Frankly, I’m amazed that Drs. Park and Fins were so open about this practice. There seems to be a very high level of certainty that there will be no consequences.
So I find myself asking, in today’s health care system, would Terrie have survived?
Last week, something new and important happened. The National Disability Rights Network issued a groundbreaking report. I should explain who they are. Hopefully, many of you heard about the expose of the Willowbrook facility in the early 1970’s which made Geraldo Rivera famous by revealing the horrible abuse and neglect that disabled people were subjected to there. One response to that was the creation of federally funded protection and advocacy agencies in all 50 states, charged to protect the civil rights of people with disabilities. These should not be confused with adult protective services. The National Disability Rights Network is the national association of the protection and advocacy agencies. On May 24, NDRN issued a report condemning decisions to withhold medical treatment including hydration and nutrition from individuals with disabilities without a terminal condition or permanent unconsciousness as a denial of the basic constitutional rights of individuals with disabilities.

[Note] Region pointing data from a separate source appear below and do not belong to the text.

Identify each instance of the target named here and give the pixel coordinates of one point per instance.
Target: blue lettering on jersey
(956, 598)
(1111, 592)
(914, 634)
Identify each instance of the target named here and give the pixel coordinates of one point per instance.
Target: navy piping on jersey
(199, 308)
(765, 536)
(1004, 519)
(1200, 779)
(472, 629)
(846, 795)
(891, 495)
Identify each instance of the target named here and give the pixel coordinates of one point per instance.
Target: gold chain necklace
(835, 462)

The report states that reliance on ethics committees and consultations are insufficient protections of a patient’s legal rights and that hospitals and other providers must “establish and implement due process protections to ensure the civil rights of a person with a disability are protected . . ..”

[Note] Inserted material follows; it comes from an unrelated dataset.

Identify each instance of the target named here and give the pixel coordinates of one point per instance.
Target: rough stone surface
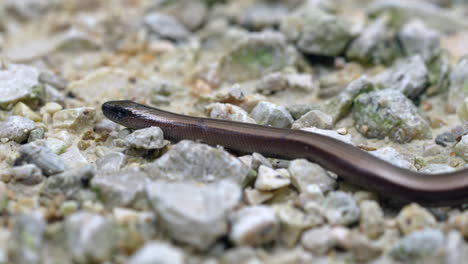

I’ve communicated with protection and advocacy attorneys in several states who had to go to court to try to save a disabled person’s life from a decision made by a surrogate or unilaterally by a doctor or hospital. Against the odds and because of their intervention, lives have been saved in Illinois, Connecticut, Kansas, Montana, Pennsylvania. That’s just from my limited knowledge. What the report tells me is that the problem, the imbalance in the health care decisions process, is so big that a lot of federally funded lawyers had to speak out in the strongest terms against it.
If the disability community had been at the table as health care decisions policies were developed over the last 25 years, we would have pushed for recognition that concerns about overtreatment must be balanced with protections against undertreatment. If we can talk about that, we can start a productive conversation.